For any given class, approximately 4-5 students who are not presenting will be on-call. Possible questions might be about:

• Passages (in either the text or the presenter’s paper) that were not clear to you. Cite page numbers and use direct quotations
• Passages (in either the text or the presenter’s paper) that you strongly disagree with. Cite page numbers and use direct quotations.
• For those of you who post a bit later than your peers, you’re encouraged to use other on-call group members’ questions and ideas as the basis of your own question. If you do so, try to tie it back to the readings.

You should post these questions to our blog:

https://sites.middlebury.edu/ratcog/

These should posted as replies to the summary paper. You should post these questions by 2pm on the day before the presentation (so either Monday or Wednesday, depending on when you’re on call.) Please post these as replies to the presenter’s blog entry. This blog is not publicly accessible (i.e. people can’t find it if they Google), so don’t be shy about asking a question that you think is “dumb.” (Chances are, it’s not.)

EVERY student has the following responsibilities for EVERY class:

• To read EVERY question on the blog.
• To think about potential responses to 3-4 questions, and be willing to share your ideas in class.
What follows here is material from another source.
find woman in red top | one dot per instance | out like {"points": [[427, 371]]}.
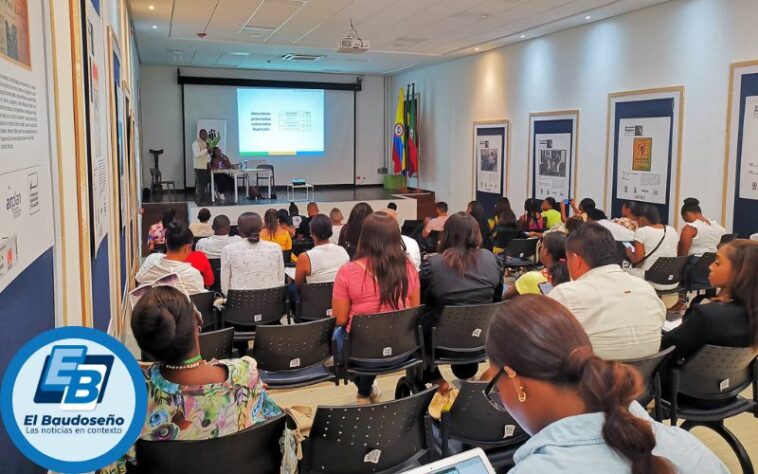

Stage 3: Presentation/Discussion

On the day of the class in which you are scheduled to present, you will lead discussion. The major questions we will answer are those asked by the On-Call group. Wherever possible, students who are neither presenting nor on call should make the first attempt to answer these questions. (This way, everyone’s involved.) Having said this, it’s sometimes easier to start conversations by asking on-call members to motivate/clarify their questions. Presenters should keep the following in mind:

1. All presenters must use PowerPoint, Beamer, or Keynote.
2. Slideshows must be less than 10 slides long.
3. The presenter should begin by situating the reading within the broader themes of the course, especially with respect to earlier readings.
4. The chief criterion by which presenters will be assessed is how well they stimulate discussion. (This is not as easy as it looks!) Consider how different questions on the blog hang together; find interesting points of disagreement.

The slideshow should not be overflowing with information, yet must be sufficiently clear that other members of the class find the ideas easy to follow. Consequently, presenters must be especially reflective about how the accompanying commentary will supplement what the slides say. You are encouraged to look for additional materials about how to use PowerPoint effectively in academic presentations.

Philosophers (and others) study how we ought to reason. By contrast, psychologists (and others) study how actually do reason. Often, their findings conflict. How should these conflicts be reconciled? Potential topics include different kinds of reasoning (deductive, probabilistic, explanatory, analogical, practical, etc.), naturalized epistemology, theories of justification, and heuristics and biases. Prerequisites: either PHIL0180 or PSYC0105.